‘We Regret We Failed to Protect You’: UN Experts Urge Israel to Free Ahmad Manasra

Ahmed Manasra was tried and indicted in Israeli military court when he was 13 years old. (Photo: via IMEMC)

UN human rights experts on Thursday urged the Israeli authorities to immediately release Ahmad Manasra, a 20-year-old Palestinian detained in Israeli prisons since he was 14 years old, while suffering serious mental health conditions.

The experts are Francesca Albanese, Special Rapporteur on the situation of human rights in the Palestinian Territory occupied since 1967; Fionnuala Ni Aolain, Special Rapporteur on the promotion and protection of human rights and fundamental freedoms while countering terrorism; Tendayi Achiume, Special Rapporteur on contemporary forms of racism, racial discrimination, xenophobia and related intolerance; and Tlaleng Mofokeng, Special Rapporteur on the right to health.

“Ahmad’s imprisonment for almost six years has deprived him of childhood, family environment, protection, and all the rights he should have been guaranteed as a child,” the experts said.

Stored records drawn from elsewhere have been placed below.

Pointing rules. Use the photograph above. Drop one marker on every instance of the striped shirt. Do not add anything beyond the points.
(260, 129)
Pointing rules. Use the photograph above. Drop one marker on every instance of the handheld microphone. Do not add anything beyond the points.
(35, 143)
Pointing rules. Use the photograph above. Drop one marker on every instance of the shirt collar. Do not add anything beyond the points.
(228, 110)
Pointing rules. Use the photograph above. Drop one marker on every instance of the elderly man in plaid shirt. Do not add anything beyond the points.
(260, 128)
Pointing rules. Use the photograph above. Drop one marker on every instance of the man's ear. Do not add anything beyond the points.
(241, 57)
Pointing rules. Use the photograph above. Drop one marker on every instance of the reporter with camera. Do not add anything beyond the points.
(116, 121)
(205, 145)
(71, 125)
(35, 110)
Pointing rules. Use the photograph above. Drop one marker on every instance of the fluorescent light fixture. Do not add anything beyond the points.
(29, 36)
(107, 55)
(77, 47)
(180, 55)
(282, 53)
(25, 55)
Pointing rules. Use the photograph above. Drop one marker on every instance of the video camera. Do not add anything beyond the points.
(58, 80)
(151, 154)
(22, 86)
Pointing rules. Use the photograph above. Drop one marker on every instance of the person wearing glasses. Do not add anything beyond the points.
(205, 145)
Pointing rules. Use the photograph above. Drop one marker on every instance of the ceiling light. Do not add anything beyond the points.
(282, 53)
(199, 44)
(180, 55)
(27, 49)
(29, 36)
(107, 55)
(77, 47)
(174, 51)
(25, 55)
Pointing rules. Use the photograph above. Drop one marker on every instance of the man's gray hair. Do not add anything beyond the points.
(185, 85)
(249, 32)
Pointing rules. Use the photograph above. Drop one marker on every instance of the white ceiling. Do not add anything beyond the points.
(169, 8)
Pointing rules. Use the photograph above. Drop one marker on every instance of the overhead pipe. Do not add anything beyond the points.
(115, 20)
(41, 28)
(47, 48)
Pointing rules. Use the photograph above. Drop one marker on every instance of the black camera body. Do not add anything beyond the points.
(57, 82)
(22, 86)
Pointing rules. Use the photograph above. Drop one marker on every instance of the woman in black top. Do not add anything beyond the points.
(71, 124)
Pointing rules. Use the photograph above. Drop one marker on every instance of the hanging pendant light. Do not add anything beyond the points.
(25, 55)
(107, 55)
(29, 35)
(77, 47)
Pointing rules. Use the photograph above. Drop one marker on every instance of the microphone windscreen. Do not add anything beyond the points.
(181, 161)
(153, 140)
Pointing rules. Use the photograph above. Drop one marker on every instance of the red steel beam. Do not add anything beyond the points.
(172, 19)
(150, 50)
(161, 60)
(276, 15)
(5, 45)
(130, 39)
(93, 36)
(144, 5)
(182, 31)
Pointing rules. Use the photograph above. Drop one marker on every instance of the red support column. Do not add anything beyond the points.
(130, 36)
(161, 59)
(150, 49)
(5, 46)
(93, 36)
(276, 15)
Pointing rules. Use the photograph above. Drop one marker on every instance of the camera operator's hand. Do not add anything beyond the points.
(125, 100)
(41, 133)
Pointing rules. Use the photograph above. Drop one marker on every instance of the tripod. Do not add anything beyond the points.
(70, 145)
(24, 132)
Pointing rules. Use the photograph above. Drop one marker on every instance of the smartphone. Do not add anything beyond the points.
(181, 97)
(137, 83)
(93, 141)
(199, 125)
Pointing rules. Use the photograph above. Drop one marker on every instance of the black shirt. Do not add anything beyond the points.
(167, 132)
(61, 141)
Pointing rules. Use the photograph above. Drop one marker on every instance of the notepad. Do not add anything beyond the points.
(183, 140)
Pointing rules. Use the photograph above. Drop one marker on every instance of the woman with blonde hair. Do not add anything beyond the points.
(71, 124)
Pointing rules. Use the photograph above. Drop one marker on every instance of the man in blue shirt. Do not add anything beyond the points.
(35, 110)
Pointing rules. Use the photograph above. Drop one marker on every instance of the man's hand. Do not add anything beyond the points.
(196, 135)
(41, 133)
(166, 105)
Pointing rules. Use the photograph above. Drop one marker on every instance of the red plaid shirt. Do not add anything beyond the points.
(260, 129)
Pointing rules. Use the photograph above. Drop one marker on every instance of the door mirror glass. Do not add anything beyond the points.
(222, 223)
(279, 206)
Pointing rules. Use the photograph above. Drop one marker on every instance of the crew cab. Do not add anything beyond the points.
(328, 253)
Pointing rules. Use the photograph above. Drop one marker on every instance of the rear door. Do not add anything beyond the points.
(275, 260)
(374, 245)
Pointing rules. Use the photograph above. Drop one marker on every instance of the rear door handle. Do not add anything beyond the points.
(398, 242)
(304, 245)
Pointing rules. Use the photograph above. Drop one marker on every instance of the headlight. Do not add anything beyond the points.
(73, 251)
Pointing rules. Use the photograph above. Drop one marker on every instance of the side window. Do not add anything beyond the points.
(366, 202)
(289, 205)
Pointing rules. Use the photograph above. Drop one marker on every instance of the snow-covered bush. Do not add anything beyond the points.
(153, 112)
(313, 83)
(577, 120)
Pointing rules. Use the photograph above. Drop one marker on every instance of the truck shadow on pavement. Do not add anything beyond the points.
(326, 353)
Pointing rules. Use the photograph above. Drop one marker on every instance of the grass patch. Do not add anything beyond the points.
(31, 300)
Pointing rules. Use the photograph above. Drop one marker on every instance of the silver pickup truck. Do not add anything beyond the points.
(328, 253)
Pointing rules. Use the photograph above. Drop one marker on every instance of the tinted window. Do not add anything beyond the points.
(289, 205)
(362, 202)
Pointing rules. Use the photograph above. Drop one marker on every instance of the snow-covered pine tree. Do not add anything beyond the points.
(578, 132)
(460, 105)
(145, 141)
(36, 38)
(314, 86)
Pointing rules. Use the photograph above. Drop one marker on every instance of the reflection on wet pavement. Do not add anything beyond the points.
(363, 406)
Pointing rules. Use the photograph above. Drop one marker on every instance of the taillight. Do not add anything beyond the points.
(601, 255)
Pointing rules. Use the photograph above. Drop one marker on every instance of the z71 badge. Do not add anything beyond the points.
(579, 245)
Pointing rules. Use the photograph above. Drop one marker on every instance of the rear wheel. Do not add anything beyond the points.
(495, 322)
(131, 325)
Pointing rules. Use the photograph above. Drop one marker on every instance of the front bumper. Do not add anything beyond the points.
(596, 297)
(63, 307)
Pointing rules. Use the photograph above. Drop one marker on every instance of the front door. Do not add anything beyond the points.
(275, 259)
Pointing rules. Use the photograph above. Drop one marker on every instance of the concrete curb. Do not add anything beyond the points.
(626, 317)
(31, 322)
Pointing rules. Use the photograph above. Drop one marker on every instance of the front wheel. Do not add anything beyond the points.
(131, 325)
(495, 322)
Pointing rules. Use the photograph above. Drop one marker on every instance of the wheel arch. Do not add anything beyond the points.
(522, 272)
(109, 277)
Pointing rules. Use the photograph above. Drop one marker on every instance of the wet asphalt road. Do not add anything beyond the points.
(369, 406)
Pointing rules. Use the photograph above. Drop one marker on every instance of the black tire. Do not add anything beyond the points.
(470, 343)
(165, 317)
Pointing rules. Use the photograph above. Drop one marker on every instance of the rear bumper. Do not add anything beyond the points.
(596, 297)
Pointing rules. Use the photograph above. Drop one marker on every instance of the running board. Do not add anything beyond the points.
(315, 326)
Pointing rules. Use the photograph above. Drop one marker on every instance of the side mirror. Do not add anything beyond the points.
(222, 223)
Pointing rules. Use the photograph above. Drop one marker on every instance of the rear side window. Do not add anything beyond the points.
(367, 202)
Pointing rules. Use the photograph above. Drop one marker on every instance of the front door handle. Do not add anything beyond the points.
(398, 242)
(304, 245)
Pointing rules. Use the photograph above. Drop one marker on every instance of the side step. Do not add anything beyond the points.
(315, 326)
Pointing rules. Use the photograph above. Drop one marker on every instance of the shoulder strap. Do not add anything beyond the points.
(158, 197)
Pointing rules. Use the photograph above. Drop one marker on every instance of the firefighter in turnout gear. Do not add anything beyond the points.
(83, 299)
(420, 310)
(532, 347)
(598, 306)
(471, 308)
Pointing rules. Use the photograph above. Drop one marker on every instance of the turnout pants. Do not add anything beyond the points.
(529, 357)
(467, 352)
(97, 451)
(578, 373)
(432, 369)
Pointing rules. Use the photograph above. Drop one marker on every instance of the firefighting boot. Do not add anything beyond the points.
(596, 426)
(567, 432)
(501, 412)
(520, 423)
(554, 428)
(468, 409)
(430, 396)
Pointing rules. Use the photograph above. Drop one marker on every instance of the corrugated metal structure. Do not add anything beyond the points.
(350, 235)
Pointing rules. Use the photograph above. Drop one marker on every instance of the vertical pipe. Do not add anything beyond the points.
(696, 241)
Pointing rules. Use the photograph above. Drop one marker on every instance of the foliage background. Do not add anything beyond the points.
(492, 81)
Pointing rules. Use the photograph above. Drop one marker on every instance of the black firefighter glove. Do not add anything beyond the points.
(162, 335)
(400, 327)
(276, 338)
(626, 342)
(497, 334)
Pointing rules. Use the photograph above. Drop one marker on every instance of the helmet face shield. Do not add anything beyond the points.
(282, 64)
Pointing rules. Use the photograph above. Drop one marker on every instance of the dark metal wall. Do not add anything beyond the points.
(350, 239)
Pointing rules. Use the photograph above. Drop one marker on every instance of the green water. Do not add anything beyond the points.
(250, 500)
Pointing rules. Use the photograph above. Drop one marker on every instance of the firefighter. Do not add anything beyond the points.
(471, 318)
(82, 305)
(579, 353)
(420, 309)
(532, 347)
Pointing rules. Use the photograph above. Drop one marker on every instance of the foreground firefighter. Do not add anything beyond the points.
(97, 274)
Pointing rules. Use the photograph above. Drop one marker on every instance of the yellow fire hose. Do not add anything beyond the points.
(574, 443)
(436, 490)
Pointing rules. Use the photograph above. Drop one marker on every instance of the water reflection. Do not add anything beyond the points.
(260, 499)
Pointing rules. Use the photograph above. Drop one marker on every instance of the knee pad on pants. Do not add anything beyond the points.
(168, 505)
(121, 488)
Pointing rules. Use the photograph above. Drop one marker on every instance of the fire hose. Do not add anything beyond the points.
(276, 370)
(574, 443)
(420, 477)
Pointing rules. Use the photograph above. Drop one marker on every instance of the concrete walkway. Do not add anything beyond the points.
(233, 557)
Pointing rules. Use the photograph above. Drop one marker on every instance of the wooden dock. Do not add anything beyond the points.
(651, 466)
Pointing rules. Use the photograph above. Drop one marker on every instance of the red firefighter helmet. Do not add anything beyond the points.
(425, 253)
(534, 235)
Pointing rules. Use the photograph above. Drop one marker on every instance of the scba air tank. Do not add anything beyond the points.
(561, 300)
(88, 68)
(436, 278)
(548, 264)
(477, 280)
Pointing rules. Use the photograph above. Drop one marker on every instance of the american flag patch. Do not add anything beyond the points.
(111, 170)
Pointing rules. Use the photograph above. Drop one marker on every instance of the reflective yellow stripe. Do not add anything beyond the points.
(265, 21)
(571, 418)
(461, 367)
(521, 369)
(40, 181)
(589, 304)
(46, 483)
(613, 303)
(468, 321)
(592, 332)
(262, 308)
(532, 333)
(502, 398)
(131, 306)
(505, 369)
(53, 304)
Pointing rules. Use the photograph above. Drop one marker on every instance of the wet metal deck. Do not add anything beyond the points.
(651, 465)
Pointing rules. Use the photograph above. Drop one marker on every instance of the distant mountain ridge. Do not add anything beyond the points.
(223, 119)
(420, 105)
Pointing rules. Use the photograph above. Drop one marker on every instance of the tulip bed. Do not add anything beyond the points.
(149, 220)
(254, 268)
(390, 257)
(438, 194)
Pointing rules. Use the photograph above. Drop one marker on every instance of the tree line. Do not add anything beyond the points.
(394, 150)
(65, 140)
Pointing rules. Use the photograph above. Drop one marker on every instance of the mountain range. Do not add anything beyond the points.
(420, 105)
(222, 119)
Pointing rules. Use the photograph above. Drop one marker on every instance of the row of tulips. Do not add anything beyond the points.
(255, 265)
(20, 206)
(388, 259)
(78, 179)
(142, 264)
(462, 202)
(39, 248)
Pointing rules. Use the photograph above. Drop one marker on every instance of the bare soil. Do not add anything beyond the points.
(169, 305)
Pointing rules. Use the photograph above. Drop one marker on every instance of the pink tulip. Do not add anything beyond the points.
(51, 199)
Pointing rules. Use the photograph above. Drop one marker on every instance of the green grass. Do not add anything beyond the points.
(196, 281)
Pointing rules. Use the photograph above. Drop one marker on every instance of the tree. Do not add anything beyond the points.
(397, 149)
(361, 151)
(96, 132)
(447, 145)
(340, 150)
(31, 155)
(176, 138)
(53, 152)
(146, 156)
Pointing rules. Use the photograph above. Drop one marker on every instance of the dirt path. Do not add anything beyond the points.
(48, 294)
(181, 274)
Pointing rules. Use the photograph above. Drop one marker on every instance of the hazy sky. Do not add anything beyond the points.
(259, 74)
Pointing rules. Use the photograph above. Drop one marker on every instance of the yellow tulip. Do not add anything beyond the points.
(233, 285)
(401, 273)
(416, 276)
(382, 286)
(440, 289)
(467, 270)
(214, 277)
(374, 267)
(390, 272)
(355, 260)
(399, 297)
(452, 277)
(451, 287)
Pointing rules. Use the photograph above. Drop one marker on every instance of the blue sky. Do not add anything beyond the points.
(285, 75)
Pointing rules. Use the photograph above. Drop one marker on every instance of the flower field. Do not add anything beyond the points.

“This case is haunting in many respects and his continuous detention, despite his deteriorating mental conditions, is a stain on all of us as part of the international human rights community”.

In 2015, then 13-year-old Ahmad Manasra and his 15-year-old cousin were accused of stabbing two Israelis in the Pisgat Ze’ev settlement in the occupied West Bank. His cousin was shot dead at the scene, whereas Ahmad was hit by a car and sustained serious head injuries while an Israeli crowd jeered at him. Following his arrest, video footage, widely circulated on media, showed young, distressed Ahmad being harshly treated and severely interrogated without the presence of his parents or legal representative.

“The gut-wrenching scenes of a child with broken bones laying on the ground under a barrage of insults and threats shouted by armed adults in a foreign language; of that very same boy being spoon-fed by unfamiliar hands while chained to a hospital bed and then violently interrogated in breach of human rights norms and principles concerning arrest and detention of a child, continue to haunt our conscience,” the experts said.

“To Ahmad we say, we regret we failed to protect you”.

“Ahmad’s arrest and detention happened over a span of time which is absolutely critical for the emotional, intellectual and social development of a child. In all actions concerning children, the best interest of the child must be a primary consideration,” the experts said.

“In violation of this fundamental principle, the overriding consideration in this case appeared to be Israel’s focus on containing whoever they label as terrorism threats”, they added.

Despite Ahmad’s aggravated mental conditions, Israeli occupation authorities have rejected requests by Ahmad’s lawyers for his early release. Israeli authorities maintain that the offense Ahmad was sentenced for constitutes an act of terror, making him ineligible for early release pursuant to the Counter-Terrorism Law.

However, this law only came into effect in November 2016, and amendments to the Counter-Terrorism Law that barred early release for those convicted of serious crimes involving terrorist acts were introduced in December 2018, long after Ahmad was convicted of attempted murder in May 2016.